Of all the news stories, the one that carried me furthest was the one about the prisoner.  His name was Nelson Mandela and he had already been in prison for nearly twice as long as I had been living.  Why would anyone put a man in prison for so long?  What terrible thing had he done?  My sense of justice was only just forming.  My father helped shape it as he railed up against the “European” oppressors in South Africa who were afraid of the voice of the people who were native to the lands.  If it is their land, why should other people tell them what to do?

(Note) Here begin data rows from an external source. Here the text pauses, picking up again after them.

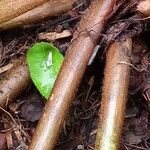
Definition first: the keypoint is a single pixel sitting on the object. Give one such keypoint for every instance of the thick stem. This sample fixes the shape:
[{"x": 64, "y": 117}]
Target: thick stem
[
  {"x": 72, "y": 70},
  {"x": 48, "y": 9},
  {"x": 10, "y": 9},
  {"x": 15, "y": 81},
  {"x": 114, "y": 95}
]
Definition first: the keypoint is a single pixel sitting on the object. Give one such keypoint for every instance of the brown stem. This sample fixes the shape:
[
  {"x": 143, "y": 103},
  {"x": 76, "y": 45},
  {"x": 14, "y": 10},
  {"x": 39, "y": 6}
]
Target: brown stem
[
  {"x": 15, "y": 81},
  {"x": 114, "y": 95},
  {"x": 10, "y": 9},
  {"x": 144, "y": 7},
  {"x": 48, "y": 9},
  {"x": 72, "y": 70}
]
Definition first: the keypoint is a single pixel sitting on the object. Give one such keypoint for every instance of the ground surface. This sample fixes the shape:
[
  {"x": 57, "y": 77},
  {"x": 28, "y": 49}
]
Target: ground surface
[{"x": 79, "y": 129}]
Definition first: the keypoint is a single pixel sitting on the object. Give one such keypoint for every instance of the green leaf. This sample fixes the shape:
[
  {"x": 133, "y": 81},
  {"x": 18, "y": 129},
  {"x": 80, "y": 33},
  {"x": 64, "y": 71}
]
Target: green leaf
[{"x": 44, "y": 62}]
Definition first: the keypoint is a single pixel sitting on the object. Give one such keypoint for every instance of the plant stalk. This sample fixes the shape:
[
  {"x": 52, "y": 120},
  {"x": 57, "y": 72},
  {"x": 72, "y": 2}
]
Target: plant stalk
[
  {"x": 70, "y": 75},
  {"x": 47, "y": 9},
  {"x": 114, "y": 95},
  {"x": 12, "y": 8}
]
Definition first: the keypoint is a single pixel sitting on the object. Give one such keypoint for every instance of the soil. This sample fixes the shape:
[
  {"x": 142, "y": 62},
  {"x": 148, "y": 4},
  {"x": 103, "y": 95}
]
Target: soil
[{"x": 19, "y": 120}]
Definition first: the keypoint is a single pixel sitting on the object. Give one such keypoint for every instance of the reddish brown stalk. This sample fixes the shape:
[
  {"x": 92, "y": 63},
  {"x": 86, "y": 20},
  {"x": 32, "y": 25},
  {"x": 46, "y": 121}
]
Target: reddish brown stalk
[
  {"x": 15, "y": 81},
  {"x": 72, "y": 70},
  {"x": 48, "y": 9},
  {"x": 10, "y": 9},
  {"x": 144, "y": 7},
  {"x": 114, "y": 95}
]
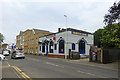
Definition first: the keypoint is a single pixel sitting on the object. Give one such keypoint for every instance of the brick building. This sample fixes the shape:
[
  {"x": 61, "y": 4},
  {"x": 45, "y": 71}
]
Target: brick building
[
  {"x": 28, "y": 40},
  {"x": 61, "y": 43}
]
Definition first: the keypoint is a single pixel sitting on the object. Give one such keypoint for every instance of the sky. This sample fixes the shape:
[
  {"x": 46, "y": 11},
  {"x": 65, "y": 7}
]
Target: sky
[{"x": 20, "y": 15}]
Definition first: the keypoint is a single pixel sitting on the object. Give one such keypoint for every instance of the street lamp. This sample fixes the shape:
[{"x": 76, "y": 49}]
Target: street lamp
[{"x": 66, "y": 37}]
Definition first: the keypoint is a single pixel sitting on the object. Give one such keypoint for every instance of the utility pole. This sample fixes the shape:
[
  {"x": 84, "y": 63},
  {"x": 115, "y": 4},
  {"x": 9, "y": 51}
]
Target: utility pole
[{"x": 66, "y": 37}]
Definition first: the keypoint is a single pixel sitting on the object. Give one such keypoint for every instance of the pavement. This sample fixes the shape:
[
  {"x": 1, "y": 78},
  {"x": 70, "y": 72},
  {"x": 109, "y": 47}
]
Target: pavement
[
  {"x": 85, "y": 61},
  {"x": 34, "y": 66}
]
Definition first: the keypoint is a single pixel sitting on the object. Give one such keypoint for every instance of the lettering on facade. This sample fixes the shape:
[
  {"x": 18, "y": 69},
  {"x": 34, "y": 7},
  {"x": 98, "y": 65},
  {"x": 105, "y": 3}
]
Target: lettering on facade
[
  {"x": 79, "y": 33},
  {"x": 50, "y": 36}
]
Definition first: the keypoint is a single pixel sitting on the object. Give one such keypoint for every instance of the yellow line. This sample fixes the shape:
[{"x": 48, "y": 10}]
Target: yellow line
[
  {"x": 95, "y": 66},
  {"x": 6, "y": 59},
  {"x": 22, "y": 73}
]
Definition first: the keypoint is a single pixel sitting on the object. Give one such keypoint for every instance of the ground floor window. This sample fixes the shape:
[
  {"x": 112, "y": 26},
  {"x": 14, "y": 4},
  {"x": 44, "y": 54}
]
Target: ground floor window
[
  {"x": 51, "y": 47},
  {"x": 61, "y": 46},
  {"x": 73, "y": 46},
  {"x": 81, "y": 47},
  {"x": 40, "y": 48},
  {"x": 55, "y": 46},
  {"x": 43, "y": 47}
]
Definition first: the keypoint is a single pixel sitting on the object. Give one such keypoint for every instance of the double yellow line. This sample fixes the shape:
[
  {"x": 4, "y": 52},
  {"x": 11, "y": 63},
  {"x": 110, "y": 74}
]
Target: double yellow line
[{"x": 21, "y": 73}]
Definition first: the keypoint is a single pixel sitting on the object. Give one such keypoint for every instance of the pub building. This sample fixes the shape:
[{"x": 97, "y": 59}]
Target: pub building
[{"x": 59, "y": 44}]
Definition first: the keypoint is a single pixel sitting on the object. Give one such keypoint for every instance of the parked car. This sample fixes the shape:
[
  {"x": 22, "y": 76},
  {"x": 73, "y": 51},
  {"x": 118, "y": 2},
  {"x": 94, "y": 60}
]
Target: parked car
[
  {"x": 2, "y": 57},
  {"x": 6, "y": 53},
  {"x": 17, "y": 54}
]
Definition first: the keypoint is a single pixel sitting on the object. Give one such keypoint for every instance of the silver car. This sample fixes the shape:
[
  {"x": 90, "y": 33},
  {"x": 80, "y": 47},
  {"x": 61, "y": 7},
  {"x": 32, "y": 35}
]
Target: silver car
[{"x": 17, "y": 54}]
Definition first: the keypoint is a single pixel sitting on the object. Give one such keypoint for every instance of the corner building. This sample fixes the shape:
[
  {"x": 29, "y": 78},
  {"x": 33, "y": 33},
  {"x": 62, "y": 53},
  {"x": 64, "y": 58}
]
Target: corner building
[{"x": 59, "y": 44}]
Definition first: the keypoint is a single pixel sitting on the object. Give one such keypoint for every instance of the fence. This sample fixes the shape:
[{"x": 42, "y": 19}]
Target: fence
[{"x": 105, "y": 55}]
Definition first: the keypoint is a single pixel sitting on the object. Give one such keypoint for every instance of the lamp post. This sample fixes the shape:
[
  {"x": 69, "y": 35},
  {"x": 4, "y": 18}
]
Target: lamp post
[{"x": 66, "y": 37}]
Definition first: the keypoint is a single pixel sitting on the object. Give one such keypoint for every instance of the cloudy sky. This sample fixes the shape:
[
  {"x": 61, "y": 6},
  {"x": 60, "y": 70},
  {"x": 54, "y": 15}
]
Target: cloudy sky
[{"x": 19, "y": 15}]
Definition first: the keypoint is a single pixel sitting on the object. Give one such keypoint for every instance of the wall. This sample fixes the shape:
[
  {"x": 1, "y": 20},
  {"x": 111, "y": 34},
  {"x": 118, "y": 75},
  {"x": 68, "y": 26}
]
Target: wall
[{"x": 70, "y": 38}]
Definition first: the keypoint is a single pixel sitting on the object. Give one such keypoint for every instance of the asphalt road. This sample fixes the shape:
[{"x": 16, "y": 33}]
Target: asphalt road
[{"x": 45, "y": 67}]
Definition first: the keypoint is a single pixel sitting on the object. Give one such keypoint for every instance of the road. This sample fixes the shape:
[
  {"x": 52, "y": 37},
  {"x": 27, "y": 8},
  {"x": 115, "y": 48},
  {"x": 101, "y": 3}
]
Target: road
[{"x": 45, "y": 67}]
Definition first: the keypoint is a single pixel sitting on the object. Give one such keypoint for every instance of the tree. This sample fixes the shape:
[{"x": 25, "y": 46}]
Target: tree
[
  {"x": 108, "y": 38},
  {"x": 111, "y": 38},
  {"x": 1, "y": 37},
  {"x": 113, "y": 15}
]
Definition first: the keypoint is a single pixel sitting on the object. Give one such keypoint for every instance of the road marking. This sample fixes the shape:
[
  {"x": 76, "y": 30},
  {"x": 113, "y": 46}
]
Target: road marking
[
  {"x": 22, "y": 73},
  {"x": 17, "y": 74},
  {"x": 6, "y": 59},
  {"x": 91, "y": 74},
  {"x": 8, "y": 64},
  {"x": 94, "y": 66},
  {"x": 54, "y": 65}
]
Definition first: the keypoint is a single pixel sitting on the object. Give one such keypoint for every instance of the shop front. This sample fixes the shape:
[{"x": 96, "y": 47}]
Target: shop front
[{"x": 61, "y": 43}]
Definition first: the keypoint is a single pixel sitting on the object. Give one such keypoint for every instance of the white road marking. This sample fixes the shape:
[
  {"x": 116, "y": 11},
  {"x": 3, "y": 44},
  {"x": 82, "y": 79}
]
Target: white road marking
[
  {"x": 54, "y": 65},
  {"x": 91, "y": 74},
  {"x": 8, "y": 64},
  {"x": 17, "y": 74}
]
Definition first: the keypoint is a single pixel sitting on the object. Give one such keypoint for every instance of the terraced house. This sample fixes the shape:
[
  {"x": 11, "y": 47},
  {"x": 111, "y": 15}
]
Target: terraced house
[{"x": 28, "y": 40}]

As I grew older, I began to understand the situation more.  I realized that Nelson Mandela stood for freedom - not just for the people of South Africa but for anyone who knew oppression.  And I felt oppressed.  By then, Belize was an independent nation, but it was hard to tell.  The soldiers, the radio, the Queen staring up from the five dollar bill:  by the mid-1980s we were still a colonized people.   Meanwhile, news of Mandela kept coming, even when the small battery powered radio required tin foil to be wrapped around the broken antennas to transmit a semi-clear signal.  Mandela was sent to a small, remote island.  Protests broke out.  The government cracked down.  Soon, even Simon Guettier was involved.  He played Stevie Wonder’s “I just called to say I love” on his show.  I love you, Nelson Mandela, because you are fighting for us all. 

In the year I am preparing to leave Belize, things are changing.   It is spring in the Toledo valley, rainforest trees blossom and the thirsty clay soil cracks like a jigsaw puzzle in the heat.  From the hill where we live, I can see the great blue of the ocean twenty miles way.  I cannot see England.  I cannot see South Africa.  I cannot see the United States of America.  And though I try, I cannot see freedom, either.  But I know that it is out there, somewhere, in the world.  I know it is out there because Nelson Mandela, from his prison cell, has told me so.


On February 11, 1990 Nelson Mandela is released from prison.  The event is big news, but no particular cause for celebration in the home of my mother’s parents, where I live in the United States after leaving Belize.  Alone in the quiet of my room that night, I listen to the crickets chirping in the damp Florida night and cry.  I long for lemon grass tea, the BBC news crackling over the radio accompanied by my father’s grumbling commentary, and my little siblings.  Especially Rosie, who didn’t really care for the news anyway.  Nelson Mandela is free and so am I – yet why do I feel so alone?